Calvert Cliffs renewal on track

No major barriers to license extension are found by NRC

Nuclear regulation

October 16, 1999|By Kevin McQuaid | Kevin McQuaid,SUN STAFF

The Nuclear Regulatory Commission has concluded that there are no significant environmental hurdles that should trip up extension of the Calvert Cliffs nuclear power plant's license through 2036.

The conclusions in the NRC's final environmental impact study regarding the power generator in Lusby help clear the way for the nation's first renewal of a nuclear plant license.

"The significance of the potential environmental effects of renewal of the operating license is small," the NRC wrote in its report, issued Thursday.

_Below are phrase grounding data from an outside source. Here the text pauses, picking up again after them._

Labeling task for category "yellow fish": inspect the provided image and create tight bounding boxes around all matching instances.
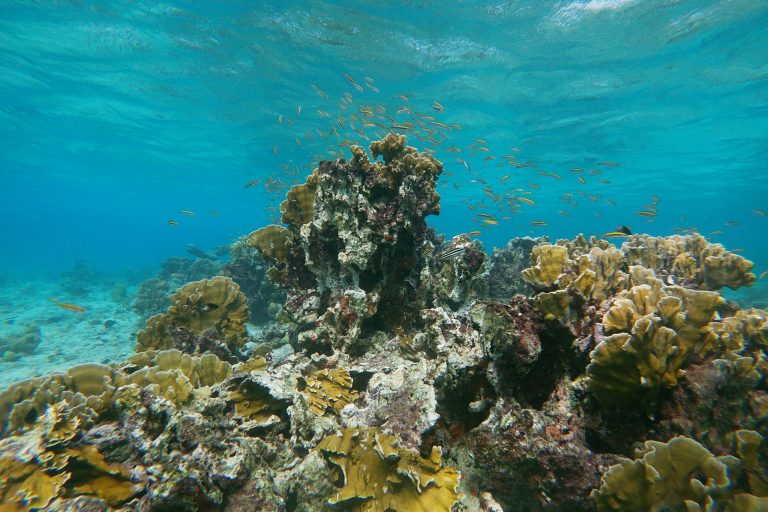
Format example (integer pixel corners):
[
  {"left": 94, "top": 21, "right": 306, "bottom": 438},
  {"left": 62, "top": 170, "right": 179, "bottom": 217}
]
[
  {"left": 180, "top": 210, "right": 195, "bottom": 216},
  {"left": 519, "top": 197, "right": 536, "bottom": 206},
  {"left": 603, "top": 231, "right": 629, "bottom": 238},
  {"left": 469, "top": 230, "right": 482, "bottom": 236}
]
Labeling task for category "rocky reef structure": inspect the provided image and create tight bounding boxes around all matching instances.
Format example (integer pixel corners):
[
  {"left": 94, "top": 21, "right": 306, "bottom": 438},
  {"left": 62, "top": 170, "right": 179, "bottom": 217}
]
[
  {"left": 1, "top": 135, "right": 766, "bottom": 511},
  {"left": 0, "top": 324, "right": 41, "bottom": 361}
]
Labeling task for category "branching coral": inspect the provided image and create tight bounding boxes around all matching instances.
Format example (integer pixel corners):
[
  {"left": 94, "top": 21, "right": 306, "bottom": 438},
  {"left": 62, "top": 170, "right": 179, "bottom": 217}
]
[
  {"left": 136, "top": 276, "right": 249, "bottom": 353},
  {"left": 317, "top": 427, "right": 461, "bottom": 511},
  {"left": 592, "top": 433, "right": 768, "bottom": 511}
]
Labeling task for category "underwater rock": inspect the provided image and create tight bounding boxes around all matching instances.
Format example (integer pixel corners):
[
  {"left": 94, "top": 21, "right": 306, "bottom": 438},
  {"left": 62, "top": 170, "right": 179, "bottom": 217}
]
[
  {"left": 0, "top": 324, "right": 42, "bottom": 357},
  {"left": 248, "top": 134, "right": 444, "bottom": 353},
  {"left": 132, "top": 277, "right": 169, "bottom": 319},
  {"left": 479, "top": 236, "right": 547, "bottom": 300}
]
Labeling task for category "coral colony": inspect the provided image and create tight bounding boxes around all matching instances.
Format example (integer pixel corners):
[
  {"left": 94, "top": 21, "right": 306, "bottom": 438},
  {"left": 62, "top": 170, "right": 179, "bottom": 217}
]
[{"left": 1, "top": 135, "right": 766, "bottom": 511}]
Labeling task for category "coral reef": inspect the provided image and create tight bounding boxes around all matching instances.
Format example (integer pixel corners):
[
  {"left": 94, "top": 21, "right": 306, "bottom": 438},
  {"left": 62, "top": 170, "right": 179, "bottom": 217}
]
[
  {"left": 136, "top": 276, "right": 250, "bottom": 358},
  {"left": 622, "top": 233, "right": 755, "bottom": 290},
  {"left": 2, "top": 136, "right": 767, "bottom": 512}
]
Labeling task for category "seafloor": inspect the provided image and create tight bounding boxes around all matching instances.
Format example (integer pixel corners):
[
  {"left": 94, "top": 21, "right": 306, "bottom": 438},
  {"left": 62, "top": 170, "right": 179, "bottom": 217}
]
[{"left": 1, "top": 135, "right": 766, "bottom": 512}]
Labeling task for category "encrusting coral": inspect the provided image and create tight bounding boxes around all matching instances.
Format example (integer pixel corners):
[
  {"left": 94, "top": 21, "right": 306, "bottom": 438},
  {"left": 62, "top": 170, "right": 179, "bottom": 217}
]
[
  {"left": 136, "top": 276, "right": 249, "bottom": 356},
  {"left": 317, "top": 426, "right": 461, "bottom": 511}
]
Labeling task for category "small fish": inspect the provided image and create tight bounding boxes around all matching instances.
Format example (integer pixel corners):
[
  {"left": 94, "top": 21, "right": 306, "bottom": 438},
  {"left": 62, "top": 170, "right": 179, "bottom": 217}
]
[
  {"left": 482, "top": 219, "right": 499, "bottom": 225},
  {"left": 752, "top": 209, "right": 766, "bottom": 216},
  {"left": 724, "top": 221, "right": 740, "bottom": 226},
  {"left": 58, "top": 302, "right": 85, "bottom": 313},
  {"left": 343, "top": 73, "right": 364, "bottom": 92},
  {"left": 209, "top": 210, "right": 220, "bottom": 216},
  {"left": 168, "top": 220, "right": 179, "bottom": 226},
  {"left": 528, "top": 183, "right": 540, "bottom": 190},
  {"left": 469, "top": 230, "right": 482, "bottom": 236},
  {"left": 398, "top": 94, "right": 409, "bottom": 102},
  {"left": 571, "top": 167, "right": 583, "bottom": 173},
  {"left": 588, "top": 169, "right": 602, "bottom": 175},
  {"left": 558, "top": 210, "right": 571, "bottom": 217},
  {"left": 599, "top": 161, "right": 619, "bottom": 167},
  {"left": 634, "top": 211, "right": 656, "bottom": 217},
  {"left": 243, "top": 179, "right": 261, "bottom": 188},
  {"left": 598, "top": 179, "right": 611, "bottom": 184},
  {"left": 577, "top": 176, "right": 587, "bottom": 185},
  {"left": 310, "top": 83, "right": 328, "bottom": 99},
  {"left": 272, "top": 145, "right": 278, "bottom": 154},
  {"left": 477, "top": 213, "right": 496, "bottom": 219},
  {"left": 538, "top": 172, "right": 561, "bottom": 179},
  {"left": 518, "top": 197, "right": 536, "bottom": 206},
  {"left": 432, "top": 101, "right": 445, "bottom": 112},
  {"left": 180, "top": 210, "right": 195, "bottom": 216},
  {"left": 277, "top": 114, "right": 283, "bottom": 125},
  {"left": 760, "top": 271, "right": 768, "bottom": 280},
  {"left": 709, "top": 230, "right": 723, "bottom": 235},
  {"left": 531, "top": 221, "right": 548, "bottom": 226},
  {"left": 603, "top": 231, "right": 629, "bottom": 238},
  {"left": 436, "top": 246, "right": 466, "bottom": 260}
]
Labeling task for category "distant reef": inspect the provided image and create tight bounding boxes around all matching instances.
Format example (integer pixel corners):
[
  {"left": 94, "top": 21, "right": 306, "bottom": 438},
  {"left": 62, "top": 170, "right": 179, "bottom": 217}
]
[{"left": 2, "top": 135, "right": 766, "bottom": 511}]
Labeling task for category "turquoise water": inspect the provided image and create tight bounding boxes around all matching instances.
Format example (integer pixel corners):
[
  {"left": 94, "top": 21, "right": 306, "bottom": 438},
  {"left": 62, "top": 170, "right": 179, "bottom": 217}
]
[{"left": 1, "top": 0, "right": 766, "bottom": 288}]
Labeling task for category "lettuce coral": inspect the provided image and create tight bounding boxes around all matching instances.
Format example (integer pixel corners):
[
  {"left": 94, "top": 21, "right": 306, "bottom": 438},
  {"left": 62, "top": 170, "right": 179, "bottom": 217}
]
[
  {"left": 317, "top": 427, "right": 461, "bottom": 511},
  {"left": 136, "top": 276, "right": 249, "bottom": 353},
  {"left": 622, "top": 233, "right": 755, "bottom": 290},
  {"left": 586, "top": 271, "right": 722, "bottom": 407},
  {"left": 592, "top": 433, "right": 768, "bottom": 511}
]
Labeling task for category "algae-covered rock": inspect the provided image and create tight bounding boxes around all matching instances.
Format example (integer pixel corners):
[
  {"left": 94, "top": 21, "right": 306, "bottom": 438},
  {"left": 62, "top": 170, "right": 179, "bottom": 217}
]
[
  {"left": 136, "top": 276, "right": 249, "bottom": 353},
  {"left": 317, "top": 426, "right": 461, "bottom": 511}
]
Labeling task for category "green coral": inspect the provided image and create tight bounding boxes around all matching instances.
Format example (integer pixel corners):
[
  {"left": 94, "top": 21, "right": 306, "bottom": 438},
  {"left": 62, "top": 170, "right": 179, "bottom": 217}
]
[
  {"left": 317, "top": 427, "right": 461, "bottom": 511},
  {"left": 592, "top": 433, "right": 768, "bottom": 512}
]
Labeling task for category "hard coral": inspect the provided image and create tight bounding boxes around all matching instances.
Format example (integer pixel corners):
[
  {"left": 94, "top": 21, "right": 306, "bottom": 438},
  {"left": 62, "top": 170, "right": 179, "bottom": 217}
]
[
  {"left": 317, "top": 427, "right": 461, "bottom": 512},
  {"left": 586, "top": 271, "right": 722, "bottom": 407},
  {"left": 592, "top": 433, "right": 768, "bottom": 511},
  {"left": 301, "top": 368, "right": 358, "bottom": 416},
  {"left": 622, "top": 233, "right": 755, "bottom": 290},
  {"left": 136, "top": 276, "right": 249, "bottom": 354}
]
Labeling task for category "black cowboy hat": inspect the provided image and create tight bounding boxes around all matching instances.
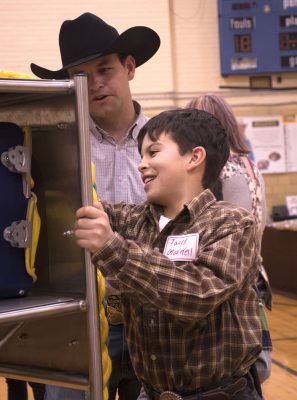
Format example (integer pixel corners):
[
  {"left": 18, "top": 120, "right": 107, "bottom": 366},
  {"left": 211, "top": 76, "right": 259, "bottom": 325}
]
[{"left": 31, "top": 12, "right": 160, "bottom": 79}]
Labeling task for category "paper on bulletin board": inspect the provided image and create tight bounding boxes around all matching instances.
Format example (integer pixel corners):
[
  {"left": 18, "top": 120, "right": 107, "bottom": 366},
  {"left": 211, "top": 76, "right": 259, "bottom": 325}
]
[
  {"left": 283, "top": 114, "right": 297, "bottom": 172},
  {"left": 286, "top": 195, "right": 297, "bottom": 216},
  {"left": 243, "top": 115, "right": 286, "bottom": 173}
]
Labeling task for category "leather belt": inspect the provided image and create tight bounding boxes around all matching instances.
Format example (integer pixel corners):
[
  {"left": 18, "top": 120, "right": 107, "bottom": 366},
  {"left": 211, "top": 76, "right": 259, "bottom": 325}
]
[{"left": 144, "top": 375, "right": 248, "bottom": 400}]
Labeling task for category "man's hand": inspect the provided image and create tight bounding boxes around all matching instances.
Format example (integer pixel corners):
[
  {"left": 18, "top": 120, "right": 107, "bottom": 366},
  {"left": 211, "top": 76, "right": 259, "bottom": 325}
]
[{"left": 74, "top": 202, "right": 114, "bottom": 253}]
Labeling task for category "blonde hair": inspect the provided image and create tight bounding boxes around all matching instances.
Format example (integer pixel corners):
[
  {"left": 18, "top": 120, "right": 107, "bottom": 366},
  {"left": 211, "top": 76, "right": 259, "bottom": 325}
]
[{"left": 186, "top": 94, "right": 249, "bottom": 154}]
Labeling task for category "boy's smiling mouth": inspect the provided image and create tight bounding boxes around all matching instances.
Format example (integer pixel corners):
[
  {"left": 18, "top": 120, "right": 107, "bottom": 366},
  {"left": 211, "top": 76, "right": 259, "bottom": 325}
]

Constellation Energy Group Inc., the Baltimore Gas and Electric Co. parent that has sought permission to extend the licenses of its two nuclear reactors in Southern Maryland, said the NRC could finalize the 20-year license renewal by spring. The current licenses expire in 2014 and 2016.

Initially, the Baltimore-based utility thought that the license renewal process would take as long as five years, but NRC expedited the timetable because of congressional and industry pressure.

In April 1998, Calvert Cliffs became the first nuclear generating facility in the country to seek a license renewal. In all, more than 100 U.S. nuclear plants could face the same process.

Calvert Cliffs, which produces 40 percent of the region's power, has been operating since July 1974.

As part of the renewal process, Constellation is spending $500 million to replace the plant's two steam generators.

Although the environmental impact statement represented one of the most significant regulatory obstacles to relicensing, it is by no means the last.

The relicensing could be affected by a lawsuit against the NRC in the U.S. Court of Appeals filed by a citizens group that contends that sufficient public review has not occurred.

The National Whistleblowers Center claims that the NRC failed to allow independent analysts enough time to study safety aspects relating to the renewal. "There was no due process for the public," said Stephen Kohn, an attorney for the center.

Karl R. Neddenien, a Constellation spokesman, disputed the group's claims and said the NRC "set up an effective program, and the opportunity was given at two separate forums for public input and participation."

Other citizens advocacy groups, including Public Citizen, have also criticized the relicensing process as incomplete and ineffective.

Additionally, the NRC will conduct further safety reviews, and other government entities -- including the Environmental Protection Agency -- will also scrutinize the NRC report.